Catégories: Europe Centrale et de l'Est, Russie, Catastrophe naturelle/attentat, Cyber-activisme, Dernière Heure, Manifestations, Médias citoyens, Politique, Technologie, COVID-19, RuNet Echo
Des embouteillages virtuels dans les rues de Rostov-sur-le-Don sur l'appli Yandex

Une « manifestation virtuelle » à Rostov-sur-le-Don, en Russie, le 20 avril 2020. Captures d'écran via Yandex.Navigator / Facebook. Usage loyal.

Tout comme de nombreux pays affectés par le COVID-19, la Russie est en confinement strict, et bien que les protestataires n'aient pas le droit descendre dans la rue, ils arrivent malgré tout à organiser des manifestations de masse… virtuellement.

Il y a quelques jours, les habitants de la ville de Rostov-sur-le-Don, dans le sud du pays, se sont rassemblé·e·s devant les locaux du gouvernement local pour protester contre les mesures drastiques de confinement, en vigueur dans la région depuis le début du mois d'avril. Les manifestant·e·s réclament également le versement d'aides sociales pour les personnes ayant perdu leur travail alors que le pays essaie de contenir la pandémie.
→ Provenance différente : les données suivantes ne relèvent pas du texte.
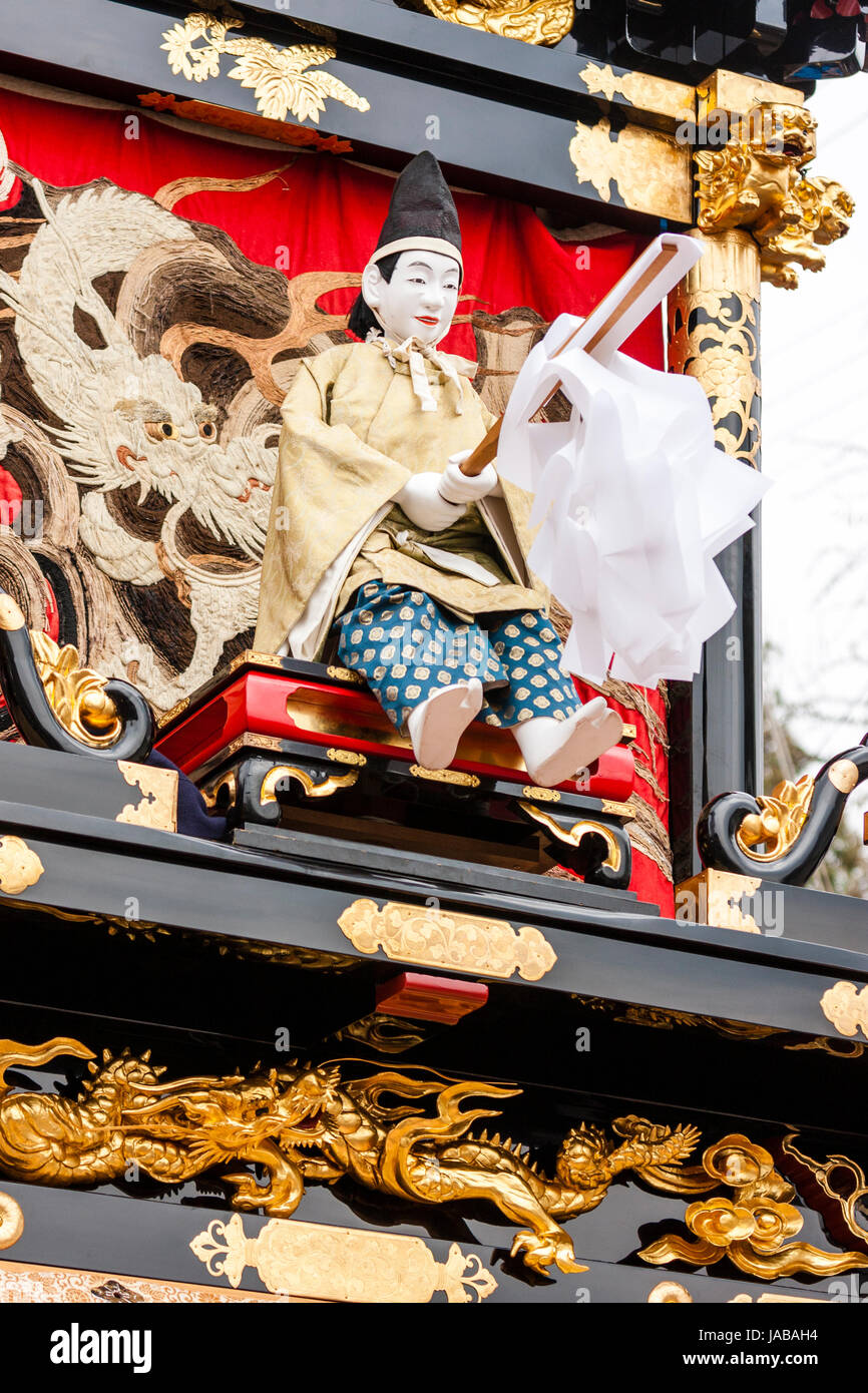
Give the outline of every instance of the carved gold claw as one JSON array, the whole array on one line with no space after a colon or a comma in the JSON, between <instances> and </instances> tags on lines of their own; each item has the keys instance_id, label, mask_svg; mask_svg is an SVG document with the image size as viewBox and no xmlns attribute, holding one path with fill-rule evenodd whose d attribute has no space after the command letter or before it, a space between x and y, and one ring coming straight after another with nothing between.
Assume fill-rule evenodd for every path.
<instances>
[{"instance_id":1,"label":"carved gold claw","mask_svg":"<svg viewBox=\"0 0 868 1393\"><path fill-rule=\"evenodd\" d=\"M121 720L103 690L109 678L82 667L72 644L60 648L47 634L31 630L31 646L45 694L61 726L98 749L117 740Z\"/></svg>"},{"instance_id":2,"label":"carved gold claw","mask_svg":"<svg viewBox=\"0 0 868 1393\"><path fill-rule=\"evenodd\" d=\"M607 827L605 822L594 822L589 818L581 818L578 822L574 822L571 827L564 829L549 812L545 812L542 808L535 808L532 802L521 802L520 808L527 812L528 816L534 818L535 822L542 823L542 826L546 827L553 837L557 837L559 841L566 841L570 847L581 846L582 839L592 834L602 837L607 850L603 865L610 866L614 872L620 871L621 848L617 843L617 837L612 832L612 827Z\"/></svg>"},{"instance_id":3,"label":"carved gold claw","mask_svg":"<svg viewBox=\"0 0 868 1393\"><path fill-rule=\"evenodd\" d=\"M804 775L798 783L789 779L776 784L770 795L759 794L759 814L748 814L736 832L736 841L751 861L777 861L790 850L805 825L814 798L814 779ZM765 851L757 847L765 843Z\"/></svg>"},{"instance_id":4,"label":"carved gold claw","mask_svg":"<svg viewBox=\"0 0 868 1393\"><path fill-rule=\"evenodd\" d=\"M305 798L330 798L339 788L351 788L358 780L358 769L350 769L346 775L327 775L318 783L307 769L298 769L295 765L274 765L262 780L259 802L263 805L277 802L276 788L281 779L294 779L295 783L301 784Z\"/></svg>"},{"instance_id":5,"label":"carved gold claw","mask_svg":"<svg viewBox=\"0 0 868 1393\"><path fill-rule=\"evenodd\" d=\"M748 230L759 245L762 280L787 290L798 284L797 267L822 270L821 248L848 231L855 208L835 180L804 174L816 153L815 132L805 107L761 102L722 149L695 155L697 226Z\"/></svg>"}]
</instances>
Ces « rassemblements » sont organisés grâce à Yandex.Navigator [1] [en], une application mobile exploitée par l'un des plus grands géants du numérique en Russie. Cet outil GPS très populaire permet aux chauffeurs de rendre compte des conditions de circulation en temps réel. Grâce à cette fonctionnalité, les utilisateur·ice·s qui ont des revendications peuvent se géolocaliser dans des lieux politiquement symboliques et écrire des slogans protestataires dans leurs commentaires. Nombreux sont ceux qui sont en colère face aux pertes financières engendrées par le confinement, et qui reprochent au gouvernement son manque de soutien. « On n'a pas un sou pour rembourser les prêts ! On est censés faire quoi ? », peut-on lire dans le commentaire à gauche de l'image ci-dessus. Sur les deux autres, au milieu et à droite, on peut lire : « OK, alors supprimez les impôts, les crédits, etc. », et « Soit vous déclarez l'état d'urgence, soit vous levez les restrictions que vous nous imposez. »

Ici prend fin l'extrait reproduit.